Logistic concerns and how the economic downturn will affect the anniversary are weighing on the minds of local residents, who hope to see more tourism.

But there is also the fundamental difficulty of explaining Nara’s ancient history to modern Japanese unfamiliar with the city’s past, and even more difficulty in explaining that history in an interesting and understandable way to overseas visitors.

“Over the past year, two hotels in the city of Nara have closed because of the poor economy. The city is only served by the Kintetsu Line and JR lines to Osaka and Kyoto. More worrisome is that there is not enough English language information on not only the history of Nara but also practical information on getting around Nara, which is quite spread out,” Yonehara said.

Efforts to provide information to foreign visitors do exist. Most major attractions offer English explanations of their history.

Volunteer and paid English language guides to Nara’s main attractions are available for those who call a day or so in advance, although an ever-increasing number of visitors come from China and South Korea.

Maps and information in both Chinese and Korean have recently become available, but prefectural officials admit that although Nara has stepped up its campaign to lure East Asian tourists to the 1,300th anniversary events, there are few local guides fluent in those languages.

Even Japanese visitors to Nara’s more popular destinations often wonder what they’re looking at without guides.

At the Nara National Museum, volunteers explain the different meanings of Buddhist statues on display, although the difficulty of the kanji labels beside many artifacts, especially religious artifacts, is a challenge to those, Japanese or non-Japanese, whose knowledge of Buddhism or ancient Japanese history is limited.

Other tourists prefer to spend their time shopping in the area of Nara known as Nara Machi.

About a 10-minute walk from Kintetsu Nara Station, Nara Machi consists of several blocks of renovated “machiya” town houses that have been converted into small clothing stores, tea houses and restaurants serving everything from Indian to vegetarian to traditional Nara cuisine.

Some Nara Machi shops have already adjusted to the influx of foreign tourists.

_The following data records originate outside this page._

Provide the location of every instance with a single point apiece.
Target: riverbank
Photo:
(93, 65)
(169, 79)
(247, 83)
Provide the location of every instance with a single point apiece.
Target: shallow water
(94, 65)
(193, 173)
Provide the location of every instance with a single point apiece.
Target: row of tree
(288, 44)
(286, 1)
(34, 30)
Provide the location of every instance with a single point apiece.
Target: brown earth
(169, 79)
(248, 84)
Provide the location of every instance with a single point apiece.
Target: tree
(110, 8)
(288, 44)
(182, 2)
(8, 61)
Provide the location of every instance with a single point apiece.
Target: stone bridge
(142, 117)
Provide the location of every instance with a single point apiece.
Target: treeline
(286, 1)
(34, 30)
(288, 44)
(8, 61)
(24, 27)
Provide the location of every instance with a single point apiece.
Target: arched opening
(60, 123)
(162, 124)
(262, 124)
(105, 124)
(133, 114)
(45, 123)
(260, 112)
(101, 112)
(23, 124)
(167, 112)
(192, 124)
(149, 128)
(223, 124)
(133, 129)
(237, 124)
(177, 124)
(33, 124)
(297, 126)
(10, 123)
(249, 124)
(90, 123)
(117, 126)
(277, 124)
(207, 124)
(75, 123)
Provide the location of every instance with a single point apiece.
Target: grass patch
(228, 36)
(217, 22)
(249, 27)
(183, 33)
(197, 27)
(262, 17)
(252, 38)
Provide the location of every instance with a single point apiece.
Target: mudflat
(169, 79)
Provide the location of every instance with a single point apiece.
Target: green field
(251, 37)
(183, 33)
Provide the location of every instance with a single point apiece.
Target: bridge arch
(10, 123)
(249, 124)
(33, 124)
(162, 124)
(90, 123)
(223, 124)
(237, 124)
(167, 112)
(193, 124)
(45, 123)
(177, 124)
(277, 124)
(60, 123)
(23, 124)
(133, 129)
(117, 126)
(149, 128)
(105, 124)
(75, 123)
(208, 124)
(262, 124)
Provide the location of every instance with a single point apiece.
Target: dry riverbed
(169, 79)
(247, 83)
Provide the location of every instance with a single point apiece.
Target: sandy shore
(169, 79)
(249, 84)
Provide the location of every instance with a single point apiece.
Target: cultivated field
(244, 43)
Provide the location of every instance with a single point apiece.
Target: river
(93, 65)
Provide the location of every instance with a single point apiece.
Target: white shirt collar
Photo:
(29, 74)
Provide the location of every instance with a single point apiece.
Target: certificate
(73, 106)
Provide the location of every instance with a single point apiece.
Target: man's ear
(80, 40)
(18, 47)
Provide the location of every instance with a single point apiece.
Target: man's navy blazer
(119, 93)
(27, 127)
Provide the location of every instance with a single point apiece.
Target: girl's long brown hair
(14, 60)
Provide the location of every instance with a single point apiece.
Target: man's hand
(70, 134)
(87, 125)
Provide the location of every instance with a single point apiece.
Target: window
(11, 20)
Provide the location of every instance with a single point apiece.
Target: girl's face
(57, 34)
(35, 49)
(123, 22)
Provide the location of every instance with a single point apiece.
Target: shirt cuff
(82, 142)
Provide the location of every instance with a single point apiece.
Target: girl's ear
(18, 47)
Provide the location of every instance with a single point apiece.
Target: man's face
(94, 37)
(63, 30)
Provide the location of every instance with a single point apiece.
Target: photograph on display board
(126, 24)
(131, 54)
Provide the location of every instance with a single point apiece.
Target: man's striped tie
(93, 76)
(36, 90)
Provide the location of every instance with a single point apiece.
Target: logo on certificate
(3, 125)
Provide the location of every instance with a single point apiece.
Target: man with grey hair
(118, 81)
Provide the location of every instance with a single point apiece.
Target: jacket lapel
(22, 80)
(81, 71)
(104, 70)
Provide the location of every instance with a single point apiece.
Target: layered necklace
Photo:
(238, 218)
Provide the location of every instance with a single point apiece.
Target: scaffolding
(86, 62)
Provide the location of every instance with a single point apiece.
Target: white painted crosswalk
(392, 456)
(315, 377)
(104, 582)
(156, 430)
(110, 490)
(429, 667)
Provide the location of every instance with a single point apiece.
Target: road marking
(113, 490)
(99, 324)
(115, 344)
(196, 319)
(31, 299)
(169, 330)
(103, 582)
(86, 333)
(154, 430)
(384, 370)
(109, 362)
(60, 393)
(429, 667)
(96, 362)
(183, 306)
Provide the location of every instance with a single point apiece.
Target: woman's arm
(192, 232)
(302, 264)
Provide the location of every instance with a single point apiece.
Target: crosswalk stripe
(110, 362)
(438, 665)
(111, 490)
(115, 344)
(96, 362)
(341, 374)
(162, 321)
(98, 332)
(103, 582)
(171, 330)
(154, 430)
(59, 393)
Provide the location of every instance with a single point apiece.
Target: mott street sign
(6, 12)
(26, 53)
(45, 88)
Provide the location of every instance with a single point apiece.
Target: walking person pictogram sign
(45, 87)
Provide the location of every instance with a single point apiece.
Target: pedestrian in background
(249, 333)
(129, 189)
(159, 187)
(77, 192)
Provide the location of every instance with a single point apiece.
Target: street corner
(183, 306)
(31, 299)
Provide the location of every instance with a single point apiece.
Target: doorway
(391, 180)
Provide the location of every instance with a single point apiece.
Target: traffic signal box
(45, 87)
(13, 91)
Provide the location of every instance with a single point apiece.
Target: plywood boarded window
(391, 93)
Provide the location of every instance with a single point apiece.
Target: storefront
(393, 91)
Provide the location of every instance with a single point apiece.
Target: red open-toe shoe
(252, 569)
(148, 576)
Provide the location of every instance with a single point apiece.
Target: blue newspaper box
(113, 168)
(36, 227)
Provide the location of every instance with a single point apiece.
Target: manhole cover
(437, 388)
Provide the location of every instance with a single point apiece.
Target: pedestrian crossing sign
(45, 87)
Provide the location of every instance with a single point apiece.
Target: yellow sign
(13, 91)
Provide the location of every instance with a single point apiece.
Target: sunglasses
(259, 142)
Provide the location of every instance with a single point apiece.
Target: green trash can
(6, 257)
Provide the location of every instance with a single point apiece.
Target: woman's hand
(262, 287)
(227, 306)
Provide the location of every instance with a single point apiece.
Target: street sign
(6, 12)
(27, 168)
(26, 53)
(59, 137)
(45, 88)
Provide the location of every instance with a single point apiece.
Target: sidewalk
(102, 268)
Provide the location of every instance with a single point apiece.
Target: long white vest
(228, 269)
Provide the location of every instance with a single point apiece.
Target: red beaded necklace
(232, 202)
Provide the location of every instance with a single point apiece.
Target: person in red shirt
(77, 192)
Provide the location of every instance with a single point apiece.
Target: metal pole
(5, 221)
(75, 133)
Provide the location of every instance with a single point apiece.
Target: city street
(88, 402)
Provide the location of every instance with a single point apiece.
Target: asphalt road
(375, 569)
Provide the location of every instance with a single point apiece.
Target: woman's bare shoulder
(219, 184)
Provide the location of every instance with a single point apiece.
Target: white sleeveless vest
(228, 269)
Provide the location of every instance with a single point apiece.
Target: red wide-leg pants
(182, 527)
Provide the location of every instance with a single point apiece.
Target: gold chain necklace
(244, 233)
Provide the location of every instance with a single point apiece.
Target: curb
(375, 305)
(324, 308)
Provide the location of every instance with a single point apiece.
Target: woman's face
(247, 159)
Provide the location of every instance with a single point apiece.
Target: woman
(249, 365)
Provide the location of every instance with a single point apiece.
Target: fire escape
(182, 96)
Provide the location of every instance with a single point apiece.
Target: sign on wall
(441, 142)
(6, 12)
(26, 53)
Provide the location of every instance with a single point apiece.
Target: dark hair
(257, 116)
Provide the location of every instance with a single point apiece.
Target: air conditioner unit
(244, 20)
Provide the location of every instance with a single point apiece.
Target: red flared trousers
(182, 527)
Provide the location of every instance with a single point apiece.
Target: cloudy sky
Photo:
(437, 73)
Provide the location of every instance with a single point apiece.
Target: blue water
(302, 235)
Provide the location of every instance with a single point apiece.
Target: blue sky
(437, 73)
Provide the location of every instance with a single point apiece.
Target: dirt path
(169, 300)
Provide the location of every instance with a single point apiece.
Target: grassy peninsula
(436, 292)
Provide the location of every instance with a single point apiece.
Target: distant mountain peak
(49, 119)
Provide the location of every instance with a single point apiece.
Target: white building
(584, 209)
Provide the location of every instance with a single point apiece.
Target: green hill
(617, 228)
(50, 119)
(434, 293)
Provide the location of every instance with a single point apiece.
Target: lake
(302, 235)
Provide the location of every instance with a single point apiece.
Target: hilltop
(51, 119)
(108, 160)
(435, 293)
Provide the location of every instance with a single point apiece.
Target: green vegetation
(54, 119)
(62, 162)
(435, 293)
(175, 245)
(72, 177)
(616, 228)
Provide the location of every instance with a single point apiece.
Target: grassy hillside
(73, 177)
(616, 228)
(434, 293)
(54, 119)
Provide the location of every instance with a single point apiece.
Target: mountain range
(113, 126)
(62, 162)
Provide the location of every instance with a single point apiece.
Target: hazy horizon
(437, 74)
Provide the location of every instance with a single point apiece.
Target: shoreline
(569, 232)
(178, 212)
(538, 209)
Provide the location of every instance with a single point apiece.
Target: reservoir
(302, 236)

Kikuoka, a Chinese herbal medicine shop with an 800-year history, provides visitors with an English-Japanese glossary of terms for ordering specific medicines for ailments.

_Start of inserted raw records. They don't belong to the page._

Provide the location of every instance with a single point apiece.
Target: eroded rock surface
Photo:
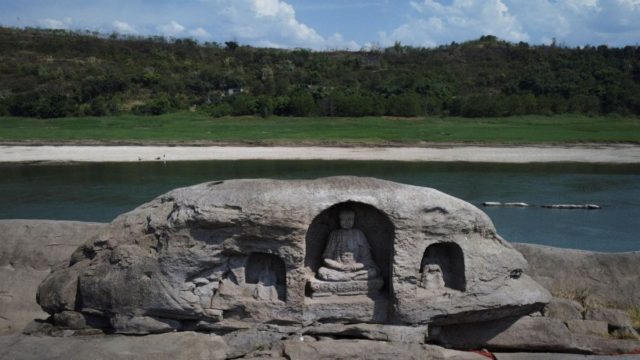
(29, 249)
(247, 251)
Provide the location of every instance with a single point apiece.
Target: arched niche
(266, 273)
(376, 226)
(442, 266)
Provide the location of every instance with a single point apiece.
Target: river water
(101, 191)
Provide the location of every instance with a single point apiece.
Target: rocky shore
(588, 315)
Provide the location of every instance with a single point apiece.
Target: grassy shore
(186, 127)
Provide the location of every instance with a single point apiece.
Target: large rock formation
(258, 251)
(29, 249)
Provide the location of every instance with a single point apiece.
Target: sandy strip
(620, 154)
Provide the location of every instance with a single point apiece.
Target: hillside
(55, 73)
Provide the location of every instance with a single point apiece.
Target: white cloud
(270, 23)
(173, 28)
(55, 23)
(573, 22)
(337, 41)
(200, 33)
(123, 27)
(461, 20)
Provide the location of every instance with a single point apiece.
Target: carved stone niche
(369, 234)
(265, 277)
(442, 269)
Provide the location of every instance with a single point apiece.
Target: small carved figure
(432, 277)
(347, 255)
(266, 287)
(347, 265)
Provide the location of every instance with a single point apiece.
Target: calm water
(99, 192)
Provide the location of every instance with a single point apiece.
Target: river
(101, 191)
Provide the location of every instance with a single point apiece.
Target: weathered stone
(28, 250)
(588, 327)
(591, 277)
(403, 334)
(70, 319)
(563, 309)
(243, 342)
(249, 248)
(614, 317)
(173, 346)
(625, 332)
(143, 325)
(371, 350)
(528, 333)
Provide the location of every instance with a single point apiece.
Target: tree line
(57, 73)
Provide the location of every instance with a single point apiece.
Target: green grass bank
(187, 127)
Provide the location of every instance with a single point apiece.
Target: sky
(341, 24)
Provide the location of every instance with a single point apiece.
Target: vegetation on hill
(56, 73)
(197, 128)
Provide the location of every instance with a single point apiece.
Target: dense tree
(52, 73)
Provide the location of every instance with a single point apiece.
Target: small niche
(442, 266)
(266, 275)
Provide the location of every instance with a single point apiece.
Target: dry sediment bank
(610, 153)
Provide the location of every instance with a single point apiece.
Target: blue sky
(342, 24)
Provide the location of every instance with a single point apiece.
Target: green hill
(55, 73)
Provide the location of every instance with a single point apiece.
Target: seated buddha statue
(347, 266)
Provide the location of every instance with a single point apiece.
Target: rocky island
(326, 268)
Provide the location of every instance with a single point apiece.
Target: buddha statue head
(347, 218)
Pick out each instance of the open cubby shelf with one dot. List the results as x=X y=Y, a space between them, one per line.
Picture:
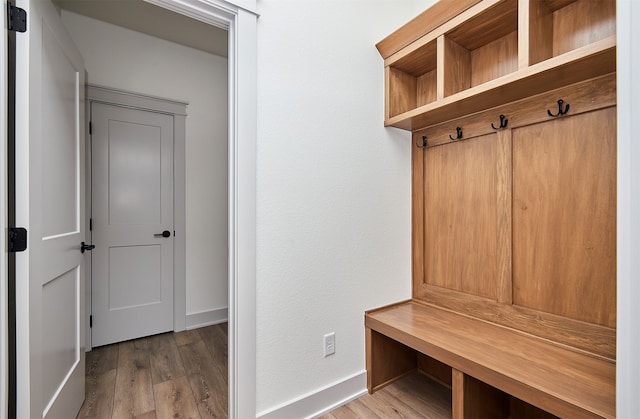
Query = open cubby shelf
x=512 y=108
x=501 y=49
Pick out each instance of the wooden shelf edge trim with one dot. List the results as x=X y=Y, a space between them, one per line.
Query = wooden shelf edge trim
x=584 y=63
x=387 y=306
x=439 y=13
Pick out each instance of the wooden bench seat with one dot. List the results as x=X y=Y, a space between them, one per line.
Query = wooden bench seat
x=559 y=380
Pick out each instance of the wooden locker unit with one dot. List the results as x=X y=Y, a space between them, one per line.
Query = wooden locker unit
x=512 y=106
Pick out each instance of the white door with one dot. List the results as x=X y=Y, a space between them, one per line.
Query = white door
x=132 y=217
x=50 y=204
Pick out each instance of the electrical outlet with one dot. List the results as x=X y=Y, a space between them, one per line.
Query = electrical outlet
x=329 y=344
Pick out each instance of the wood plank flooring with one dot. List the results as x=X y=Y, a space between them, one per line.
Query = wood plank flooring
x=184 y=375
x=412 y=397
x=172 y=375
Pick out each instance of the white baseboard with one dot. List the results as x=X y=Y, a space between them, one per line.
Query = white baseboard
x=207 y=318
x=322 y=401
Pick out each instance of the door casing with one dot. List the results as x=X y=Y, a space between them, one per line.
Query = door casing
x=97 y=94
x=239 y=17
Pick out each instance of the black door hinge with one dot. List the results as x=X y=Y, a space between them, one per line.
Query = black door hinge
x=17 y=239
x=16 y=18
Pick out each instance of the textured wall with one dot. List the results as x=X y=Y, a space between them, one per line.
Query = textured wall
x=333 y=200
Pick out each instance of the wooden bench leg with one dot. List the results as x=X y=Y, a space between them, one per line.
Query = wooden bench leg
x=472 y=398
x=387 y=360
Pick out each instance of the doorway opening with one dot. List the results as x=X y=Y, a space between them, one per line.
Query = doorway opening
x=207 y=217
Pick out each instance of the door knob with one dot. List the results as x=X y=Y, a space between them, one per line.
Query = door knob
x=84 y=247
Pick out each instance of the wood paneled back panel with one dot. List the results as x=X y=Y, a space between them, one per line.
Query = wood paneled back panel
x=460 y=182
x=564 y=216
x=471 y=184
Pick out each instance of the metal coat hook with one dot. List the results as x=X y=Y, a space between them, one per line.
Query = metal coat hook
x=560 y=110
x=458 y=134
x=503 y=123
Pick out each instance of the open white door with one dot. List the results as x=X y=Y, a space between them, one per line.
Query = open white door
x=50 y=204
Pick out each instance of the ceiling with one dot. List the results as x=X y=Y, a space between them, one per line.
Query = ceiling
x=152 y=20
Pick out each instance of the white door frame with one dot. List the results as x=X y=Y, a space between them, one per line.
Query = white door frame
x=240 y=19
x=178 y=110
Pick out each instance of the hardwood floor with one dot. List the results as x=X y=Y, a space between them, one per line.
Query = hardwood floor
x=184 y=375
x=414 y=396
x=172 y=375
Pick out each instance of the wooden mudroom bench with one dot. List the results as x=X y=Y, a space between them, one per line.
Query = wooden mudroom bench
x=512 y=109
x=486 y=364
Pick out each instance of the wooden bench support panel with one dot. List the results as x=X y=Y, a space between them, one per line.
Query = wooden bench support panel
x=387 y=360
x=561 y=381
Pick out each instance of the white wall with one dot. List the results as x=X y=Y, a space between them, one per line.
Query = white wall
x=128 y=60
x=628 y=363
x=333 y=191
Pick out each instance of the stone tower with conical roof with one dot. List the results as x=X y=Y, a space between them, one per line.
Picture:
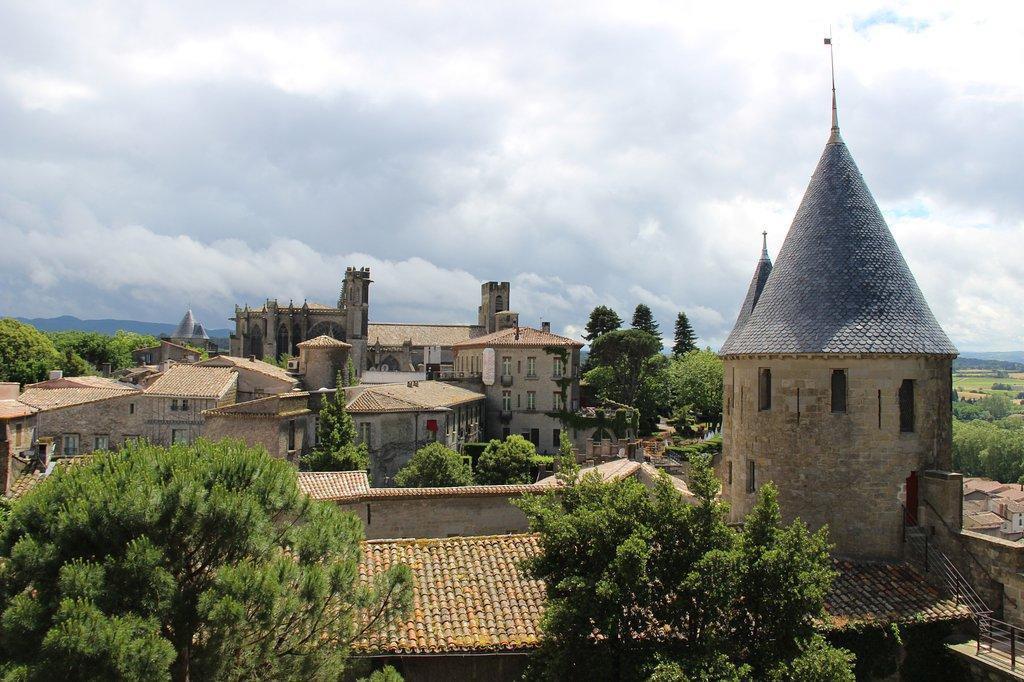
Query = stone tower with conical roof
x=838 y=377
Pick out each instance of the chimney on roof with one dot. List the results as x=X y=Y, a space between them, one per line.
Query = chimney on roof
x=6 y=466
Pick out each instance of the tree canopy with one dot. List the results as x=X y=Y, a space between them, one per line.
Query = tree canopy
x=696 y=381
x=629 y=368
x=27 y=354
x=336 y=449
x=434 y=466
x=685 y=337
x=602 y=320
x=642 y=584
x=643 y=320
x=200 y=561
x=506 y=462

The Sasaya sake shop offers a tasting set of Nara-brewed sake for ¥500, and the owner speaks a little English.

But other shops in the neighborhood are monolingual and are sometimes hidden on back streets, difficult to find and not on the few English maps of the city that are available.

While getting away from the crowds at well-known sites and exploring the “real” Japan by yourself is more than half the fun for many foreign tourists, it’s questionable how much Nara Machi will benefit from foreign tourism related to the 1,300th anniversary celebrations if there is a lack of knowledge in foreign languages about the area’s charms.

Even the symbol of the 1,300th anniversary has caused controversy that may impact the number of visitors or leave a negative impression.

Those in Tokyo, where Nara officials have been concentrating their public relations efforts this past year, or in Nara Prefecture, may have noticed a cute cartoon character with a bald head on promotional posters. This is Sento-kun, the official mascot of the event.

Sento-kun is a boyish, Buddha-like character with antlers, deer being the other symbol of Nara. Designed by Satoshi Yabuuchi, a professor at a Tokyo arts college, Sento-kun drew scorn and criticism from many local residents for being childish and tasteless, while some Buddhist organizations, angry at what they saw as a sacrilegious design, came up with competing mascots.

Several shops have opened in Nara selling Sento-kun goods but a clerk at one of them said recently that, while such items were somewhat popular with those outside the prefecture, few local residents were interested.

Officials still have a bit of time left to build more public support for the events, as the official ceremony to mark the opening of the museums and exhibition halls on the former site of Heijo-kyo isn’t until April 24.